Nevertheless, geneticists are hopeful that one day we could resequence our DNA to heal ourselves. This is especially plausible as humans share two genes with salamanders involved in tail regeneration, called the catalase and FETUB genes.

Although we have both genes in common, ours don’t act in the same way as they do for salamanders. For instance, the FETUB gene in humans regulates bone resorption and insulin levels, and the catalase gene helps protect cells from oxidative damage. Quite a difference from growing tails. However, both salamanders and humans can form stem cells, which have the unique ability to grow into many different types of cells. Geneticists believe that humans could one day fully reprogram these stem cells as salamanders do. Nerve damage from diseases like Alzheimer’s would be reversible, and even the blind could repair their optic nerves to see again. The possibilities are limitless.
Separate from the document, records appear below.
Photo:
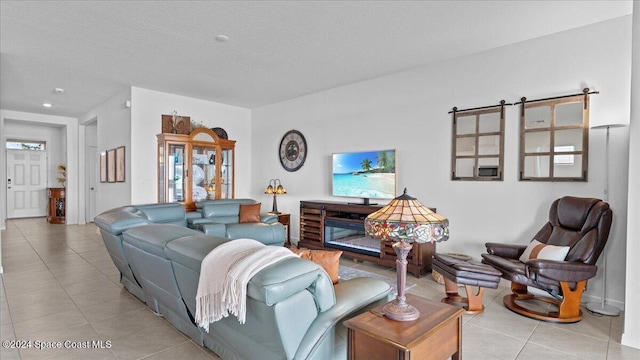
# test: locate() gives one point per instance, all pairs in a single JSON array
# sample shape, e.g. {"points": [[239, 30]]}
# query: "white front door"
{"points": [[93, 170], [26, 183]]}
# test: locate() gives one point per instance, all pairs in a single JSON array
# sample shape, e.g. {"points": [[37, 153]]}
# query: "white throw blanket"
{"points": [[224, 275]]}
Yet from an ethical standpoint, many people may not support the idea of ‘playing God’ with our bodies. And it’s possible that this technology would be limited to the ultra-rich, giving the wealthy an unfair leg-up in life. Sorry, mind the pun. I kind of went out on a limb there.

This could lead to more risk-taking behavior, like juggling knives, breathing fire, or jumping off cliffs. If danger is your middle name, well, you might be in luck. But don’t get your hopes up. This wouldn’t be a cure-all for everything. We’d still grow old. Though it would definitely help us live longer, healthier, and more ‘radical lives, man’.

In order for us to crack the axolotl’s secrets, there’s still much research to be done. As an endangered species, the axolotl and other regenerative animals should be protected at all costs.